Submit Hint Search The Forums LinksStatsPollsHeadlinesRSS
14,000 hints and counting!

10.4: Batch text conversion with textutil UNIX
Tiger only hintI first learned about textutil in Mac OS X 10.4 in a tip here on macosxhints.com.

textutil is a rosetta stone for converting between different text file formats. For example, I recently wanted to change 36,000 .doc files into text files. So I needed to come up with a way of recursively converting all the files. The unix find command can be used to feed textutil. In Terminal, navigate to the appropriate directory (since this uses the current "." directory), and enter this command:
find . -name *.doc -exec textutil -convert txt '{}' \;
Read aloud: Find recursively in the current directory, by name, all the doc files. Execute the textutil 'convert to text' command with the found files. Bingo, done.
    •    
  • Currently 3.50 / 5
  • 1
  • 2
  • 3
  • 4
  • 5
  (4 votes cast)
 
[22,794 views]  

10.4: Batch text conversion with textutil | 16 comments | Create New Account
Click here to return to the '10.4: Batch text conversion with textutil' hint
The following comments are owned by whoever posted them. This site is not responsible for what they say.
10.4: Batch text conversion with textutil
Authored by: GlowingApple on Mar 14, '06 06:54:37AM

Great hint on a great utility. I never knew this command existed. This could easily be used to convert a folder of documents for viewing on an iPod. Now to find a util to pull text out of a pdf file...

---
Jayson --When Microsoft asks you, "Where do you want to go today?" tell them "Apple."



[ Reply to This | # ]
Ghostscript can convert PDF to text
Authored by: TrumpetPower! on Mar 14, '06 09:34:29AM

Ghostscript can convert PDF files to plain text, though you might not be terribly happy with the results. That's not Ghostscript's fault, though--it depends entirely on the nature of the particular PDF in question. For example, if the text was converted to paths before being outputted as PDF, you won't get anything. Often, kerning is done by starting a new block of text at that point, which can r esul t in w eir d gap s in t he t e x t. And so on.
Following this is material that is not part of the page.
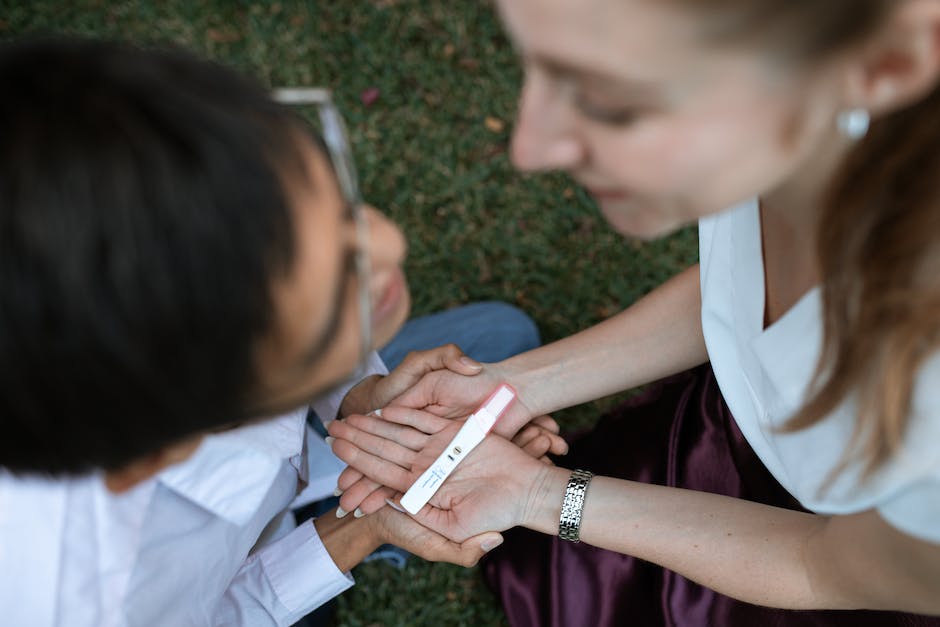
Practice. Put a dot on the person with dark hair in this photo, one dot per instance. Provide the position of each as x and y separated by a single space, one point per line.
184 268
795 469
Your best bet may be the full version of Acrobat (not the reader), since it includes OCR and other niceties. But, unless the PDFs were specifically created in a manner to keep the text machine- as well as human-readable (for speakable text, for example), don't plan on it being a fully-automated process.

Cheers,

b&



[ Reply to This | # ]
10.4: Batch text conversion with textutil
Authored by: johnga1t on Mar 14, '06 09:58:02AM
you can try ps2ascii (it works on ps and pdf files) if you have any tetex or latex packages installed (you can get them from fink or from ii2). as mentioned above, you may see some funny spacing, but it's better than nothing.

[ Reply to This | # ]
10.4: Batch text conversion with textutil
Authored by: fds on Mar 14, '06 12:39:08PM

textutil actually used to be able to convert from pdf files in the original release of Tiger. However, somewhere around the 10.4.4 update, this feature was taken away. I had to revert to pdftotext from Xpdf: http://www.foolabs.com/xpdf/download.html



[ Reply to This | # ]
10.4: Batch text conversion with textutil
Authored by: tullius on Mar 14, '06 10:31:24AM

Cool hint.

Anyone know how to convert FrameMaker files to something more modern - I used to use Frame as my word processor until OSX, and now I am stuck with using Classic to get at my Frame files. I am worried that when I upgrade to an Intel Mac I will be in deep trouble!

---
---Tom Tullius



[ Reply to This | # ]
10.4: Batch text conversion with textutil
Authored by: fitzgunnar on Mar 15, '06 04:59:34AM

I do not know how many files you have, but you could open the fm files in Framemaker and save them in some more acccessible format, e.g. doc or rtf. HTML could work too.

/MagnusG!



[ Reply to This | # ]
10.4: Batch text conversion with textutil
Authored by: gregraven on Mar 16, '06 05:58:14AM

Opening each FM file and saving it as something else is a painful process, unless you have the FM files in books, and are saving them as HTML files. To convert FM to Word documents, for example, requires a lot of steps, and after converting several files, FM will vapor-lock, so you'll have to force quit and then restart FM.

---
--
Greg Raven
Apple Valley, CA



[ Reply to This | # ]
10.4: Batch text conversion with textutil
Authored by: nerkles on Mar 15, '06 07:45:26AM
Don't worry, count on it. There is no "classic" on the Intel macs. I don't have an answer for you other than try to convert them to something else. RTF, PDF, HTML, whatever... before you get your Intel Mac (or keep a PPC machine around just for this?).

[ Reply to This | # ]
10.4: Batch text conversion with textutil
Authored by: pc_junk on Mar 14, '06 12:57:45PM

Very minor suggestion however it would be much more efficient to use xargs to batch up the conversions. The current command will execute textutil for each file - as textutil will accept multiple files you can do something like -

find . -name \*.doc -print0 | xargs -0 textutil -convert txt

This will create a textutil command line upto the max length allowed by the OS allowing multiple conversions to run in a single process rathen than forking a separate instance for each file. The -print0 & -0 args will allow filenames containing spaces to be passed correctly. Also you need to escape the wildcard in the find statement.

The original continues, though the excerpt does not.